Fixing Food Deserts Won’t Fix Food Insecurity

by James A. Bacon

Speaking of food…food_desert there’s new research out on the differences in diet and nutrition between different socioeconomic groups. The conventional wisdom is that a major factor explaining the gap in nutritional quality between affluent and poor Americans is the difficulty poor people have in accessing fresher, healthier food — the food desert phenomenon.

Using new data sets unavailable to previous researchers, Jessie Handbury, Molly Schnell and Ilya Rahkovsky were able to hone in food-buying practices of poor and affluent shoppers in the same grocery store. They found that the same patterns prevailed  — affluent people buy healthier, more nutritious food than poor people do.

“Our results indicate that improving access to healthy foods alone will do little to close the gap in the nutritional quality of grocery purchases across different socioeconomic groups,” they write in “What Drives Nutritional Disparities? Retail Access and Food Purchases across the Socioeconomic Spectrum,” published by the National Bureau of Economic Research. “Improving the concentration and nutritional quality of stores in the average low-income and low-education neighborhood to match those of the average high-income and high-education neighborhood would only close the gap in nutritional consumption across these groups by 1-3%.”

The authors suggest that two other variables are at play: the price of food and consumer preferences for certain kinds of food over others. Their research did not indicate the relative importance of those factors played in influencing food purchases.

Bacon’s bottom line: Once food preferences are established, it is very difficult to change them. That’s not to say it can’t be done — If I learned to like brocolli and brussel sprouts, for cryin’ out loud, anybody can change their food preferences — but it is a long, slow process. The problem is compounded by the fact that the food preferred by the poor — loaded with salt, fat and sugar — is engineered to taste better than healthy foods. And it’s compounded yet again by the fact is that many Americans across the income spectrum have lost the cultural knowledge of how to cook healthy foods. Educated Americans acquire that knowledge by watching cooking channels, buying cook books, and exposing themselves to new foods at finer restaurants. Those options are less available to the poor.
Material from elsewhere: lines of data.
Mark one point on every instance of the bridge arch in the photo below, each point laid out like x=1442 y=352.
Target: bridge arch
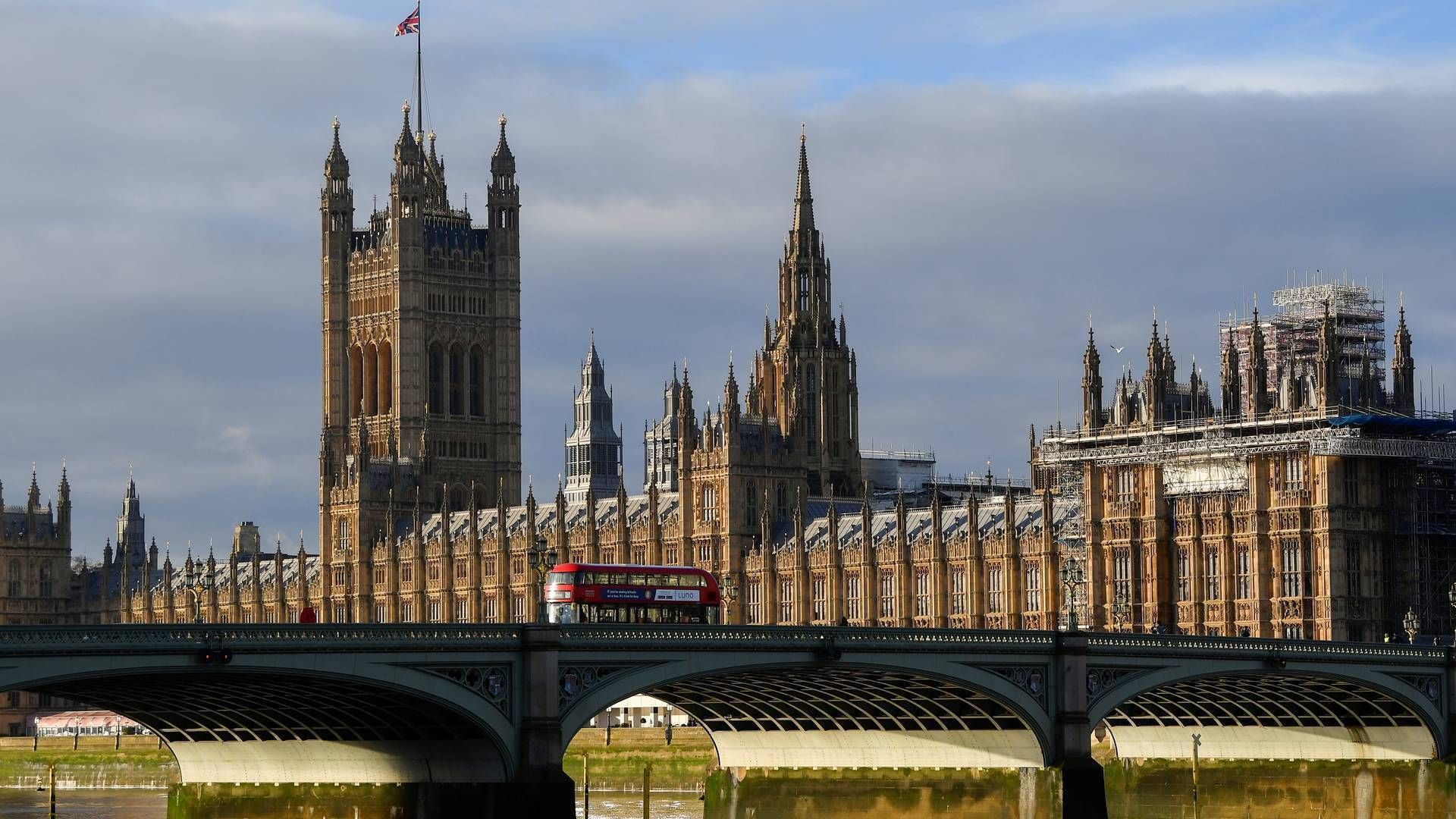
x=290 y=719
x=871 y=711
x=1250 y=710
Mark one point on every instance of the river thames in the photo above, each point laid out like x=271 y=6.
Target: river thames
x=1283 y=790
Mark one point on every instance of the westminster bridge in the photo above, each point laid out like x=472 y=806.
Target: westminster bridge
x=494 y=706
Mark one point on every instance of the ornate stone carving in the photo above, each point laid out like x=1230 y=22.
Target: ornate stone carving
x=491 y=682
x=1033 y=679
x=1429 y=686
x=1103 y=678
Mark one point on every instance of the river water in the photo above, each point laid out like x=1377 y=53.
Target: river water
x=1141 y=790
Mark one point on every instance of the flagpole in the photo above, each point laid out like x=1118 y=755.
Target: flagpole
x=419 y=76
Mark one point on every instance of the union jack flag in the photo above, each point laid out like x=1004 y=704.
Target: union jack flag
x=411 y=24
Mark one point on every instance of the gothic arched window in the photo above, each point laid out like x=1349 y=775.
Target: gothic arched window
x=436 y=365
x=370 y=391
x=356 y=382
x=476 y=382
x=384 y=381
x=456 y=378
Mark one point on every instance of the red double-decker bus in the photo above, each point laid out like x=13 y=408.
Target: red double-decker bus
x=587 y=592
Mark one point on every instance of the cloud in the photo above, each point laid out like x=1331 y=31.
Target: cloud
x=1288 y=76
x=161 y=251
x=1008 y=20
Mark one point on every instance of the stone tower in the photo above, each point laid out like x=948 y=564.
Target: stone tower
x=593 y=447
x=805 y=372
x=1402 y=369
x=421 y=346
x=1091 y=384
x=131 y=537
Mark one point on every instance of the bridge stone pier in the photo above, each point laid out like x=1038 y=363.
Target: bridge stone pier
x=481 y=714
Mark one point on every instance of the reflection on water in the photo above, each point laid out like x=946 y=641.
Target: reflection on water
x=1142 y=790
x=626 y=805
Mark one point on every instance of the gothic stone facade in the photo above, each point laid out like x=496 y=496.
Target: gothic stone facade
x=1293 y=512
x=421 y=349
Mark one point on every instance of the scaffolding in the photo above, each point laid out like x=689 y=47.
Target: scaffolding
x=1292 y=344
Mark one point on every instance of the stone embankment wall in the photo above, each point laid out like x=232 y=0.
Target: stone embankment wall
x=93 y=763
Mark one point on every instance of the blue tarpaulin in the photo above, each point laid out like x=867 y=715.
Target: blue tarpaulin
x=1398 y=425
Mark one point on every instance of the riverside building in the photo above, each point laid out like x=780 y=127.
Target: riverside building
x=1310 y=500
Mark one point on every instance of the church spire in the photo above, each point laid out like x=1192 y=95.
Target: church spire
x=1091 y=384
x=1402 y=366
x=802 y=199
x=335 y=165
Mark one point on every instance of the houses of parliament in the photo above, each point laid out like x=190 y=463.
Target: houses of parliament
x=1305 y=494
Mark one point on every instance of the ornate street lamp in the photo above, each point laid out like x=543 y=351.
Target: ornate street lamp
x=197 y=582
x=1072 y=577
x=728 y=589
x=542 y=558
x=1120 y=610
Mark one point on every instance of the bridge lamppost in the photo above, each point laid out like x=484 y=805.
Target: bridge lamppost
x=197 y=582
x=1413 y=626
x=542 y=557
x=728 y=589
x=1072 y=577
x=1120 y=610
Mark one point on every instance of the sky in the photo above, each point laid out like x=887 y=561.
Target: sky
x=986 y=175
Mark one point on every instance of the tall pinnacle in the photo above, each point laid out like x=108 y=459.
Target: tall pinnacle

Spending money to induce grocery stores to locate in food deserts and stock their shelves with nutritious food is a fool’s errand. Grocers won’t stock shelf space with food that no one buys. Conversely, if poor people (a) showed a strong preference for nutritious food and (b) could afford to buy it, grocers would need no prodding — they would supply what the customer demanded.

The lousy nutrition of America’s poor is a demand-side problem, not a supply-side problem. To change how America eats, the first order of business is to change what Americans want to eat and can afford to eat.